5. The sum of the binomial probabilities for all possible outcomes is 1.

   We can now use this to solve several problems.

6. Problem 1

   The proportion of male births in the United States is 0.513. If a couple has three children (without identical twins), what is the probability that they have exactly one boy?

   Solution: First check that the problem fits the binomial setting.
   1. There are a fixed number of trials (the couple decides to have three children before knowing the sex of the children, so n=3);
   2. Each trial has two possible outcomes, boy and girl.
   3. The trials are independent because the sex of one child does not affect the sex of other children.
   4. We assume that the couples chance of having a male child is equal to the national average of 0.513, so p=0.513.

   P(exactly one boy) = ₃C₁ (0.513)¹ (0.487)² = 0.3650.

7. Problem 2

   In a common laboratory blood test, the number of white blood cells and their types are of critical interest. One of the categories of white blood cells is the neutrophils. Suppose that in an individual, sixty percent of all white blood cells are neutrophils. Five white blood cells are sampled at random.

   (a) What is the probability that only the second and fifth white blood cells are neutrophils?
   (b) What is the probability that only the first and third white blood cells are neutrophils?
   (c) What is the probability that exactly two of the five white blood cells are neutrophils?
   

   Solution: Notice that the binomial setting applies with n=5 and p=0.6, where the total number of neutrophils is a binomial random variable. However, the first two questions ask about a specific sequence of trials.

   (a) (0.4)*(0.6)*(0.4)*(0.4)*(0.6) = (0.6)²(0.4)³ = 0.02304.
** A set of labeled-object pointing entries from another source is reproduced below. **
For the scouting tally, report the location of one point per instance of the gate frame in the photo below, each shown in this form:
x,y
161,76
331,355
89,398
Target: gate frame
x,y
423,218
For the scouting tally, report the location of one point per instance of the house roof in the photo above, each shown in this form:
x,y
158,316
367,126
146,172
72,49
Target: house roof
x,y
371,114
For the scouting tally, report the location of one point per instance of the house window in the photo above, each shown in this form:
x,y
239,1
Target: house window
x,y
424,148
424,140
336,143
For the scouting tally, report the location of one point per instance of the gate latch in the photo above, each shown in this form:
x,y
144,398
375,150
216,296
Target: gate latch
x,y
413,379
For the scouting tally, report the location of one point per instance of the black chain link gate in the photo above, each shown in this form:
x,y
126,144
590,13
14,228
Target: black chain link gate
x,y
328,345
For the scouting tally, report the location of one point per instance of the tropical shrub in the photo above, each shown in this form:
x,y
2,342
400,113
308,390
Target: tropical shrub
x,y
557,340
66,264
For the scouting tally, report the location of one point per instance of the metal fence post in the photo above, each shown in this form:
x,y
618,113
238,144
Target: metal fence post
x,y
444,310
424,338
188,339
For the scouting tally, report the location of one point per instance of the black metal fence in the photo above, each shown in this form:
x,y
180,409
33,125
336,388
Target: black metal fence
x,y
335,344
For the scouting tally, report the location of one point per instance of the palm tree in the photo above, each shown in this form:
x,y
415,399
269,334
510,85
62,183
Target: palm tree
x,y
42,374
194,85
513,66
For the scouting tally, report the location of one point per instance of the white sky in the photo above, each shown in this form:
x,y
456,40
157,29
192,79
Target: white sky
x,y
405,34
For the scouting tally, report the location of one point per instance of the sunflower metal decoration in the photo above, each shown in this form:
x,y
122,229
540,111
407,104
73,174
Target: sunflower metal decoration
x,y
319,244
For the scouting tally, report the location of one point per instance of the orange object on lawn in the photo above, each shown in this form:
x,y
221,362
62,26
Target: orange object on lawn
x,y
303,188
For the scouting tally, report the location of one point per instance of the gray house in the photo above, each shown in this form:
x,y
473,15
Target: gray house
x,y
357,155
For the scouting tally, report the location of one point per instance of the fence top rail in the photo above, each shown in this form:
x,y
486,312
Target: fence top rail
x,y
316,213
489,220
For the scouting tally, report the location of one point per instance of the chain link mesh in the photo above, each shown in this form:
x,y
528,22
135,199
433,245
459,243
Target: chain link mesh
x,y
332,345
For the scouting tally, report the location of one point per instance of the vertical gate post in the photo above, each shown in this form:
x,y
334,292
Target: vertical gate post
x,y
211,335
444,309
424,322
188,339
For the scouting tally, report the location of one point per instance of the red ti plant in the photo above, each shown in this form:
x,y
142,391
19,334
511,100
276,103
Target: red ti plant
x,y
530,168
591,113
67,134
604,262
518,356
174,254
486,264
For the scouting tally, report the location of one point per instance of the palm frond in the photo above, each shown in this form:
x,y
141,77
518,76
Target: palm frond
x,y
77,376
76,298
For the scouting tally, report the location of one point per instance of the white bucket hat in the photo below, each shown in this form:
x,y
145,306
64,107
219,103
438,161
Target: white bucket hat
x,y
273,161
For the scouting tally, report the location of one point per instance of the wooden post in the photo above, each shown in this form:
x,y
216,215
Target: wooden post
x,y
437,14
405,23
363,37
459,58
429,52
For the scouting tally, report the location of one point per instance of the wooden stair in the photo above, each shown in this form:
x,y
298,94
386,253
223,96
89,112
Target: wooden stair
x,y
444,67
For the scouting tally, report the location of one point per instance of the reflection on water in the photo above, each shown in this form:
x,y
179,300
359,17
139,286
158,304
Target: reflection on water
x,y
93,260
   (b) (0.6)*(0.4)*(0.6)*(0.4)*(0.4) = (0.6)²(0.4)³ = 0.02304.

   (c) P(X=2) = ₅C₂ (0.6)² (0.4)³ = 10 (0.6)² (0.4)³ = 0.2304.

8. Problem 3

   The national incidence of chronic bronchitis in children in the first year of life is 5%. In a random sample of twenty households with one-year-old children where both parents have chronic bronchitis, three of the children also have chronic bronchitis. If we assume that these children have the same risk of chronic bronchitis as the national average, what is the probability that three or more households with one-year-old children would have a child with this condition?

   Solution: Check that the binomial setting applies with n=20 and p=0.05.

   The probability of three or more could be found by plugging into the binomial probability formula for the outcomes from 3 to 20 and summing them. However, it is less work to plug in for the outcomes from 0 to 2, sum them and subtract this sum from 1. This uses the fact that all of the binomial probabilities sum to 1.

   Let X be the number of sampled households with a child with chronic bronchitis.

   P(X >= 3) = 1 - P(X < 3)
   = 1 - P(X=0) - P(X=1) - P(X=2)
   = 1 - ₂₀C₀ (0.05)⁰ (0.95)²⁰ - ₂₀C₁ (0.05)¹ (0.95)¹⁹ - ₂₀C₂ (0.05)² (0.95)¹⁸
   = 0.0755.

   Thus, if it really true that on-year-olds in households where both parents have chronic bronchitis have the same risk as children in all households nationally, there is about a 7.5% chance that there would be three or more cases out of twenty sampled. This probability is small enough to suggest that there may be higher risk in kids where parents have the condition, but this probability is not so small to be very convincing. The study is not large enough to separate the effects of random chance from genetics with much certainty.

9. Problem 4

   In the previous problem, what is the balancing point (mean or expected value) of the distribution? What is the size of a typical deviation from this mean (standard deviation)?

   Solution: The mean or balancing point of the binomial distribution is np. In the previous problem, if 5% of all kids have chronic bronchitis, you might expect the proportion of sampled kids with chronic bronchitis to be close to 5% as well, and 5% of 20 is 20*0.05 = 1.

   The size of a typical deviation from the mean has a more complicated formula. It is SD = square-root(n*p*(1-p)). For the previous problem, sqrt(20*0.05*0.95) = 0.975. In other words, the sampled number of households with a child with chronic bronchitis is expected to be close to one, but if the actual count differs from this mean by about one, that is fairly typical.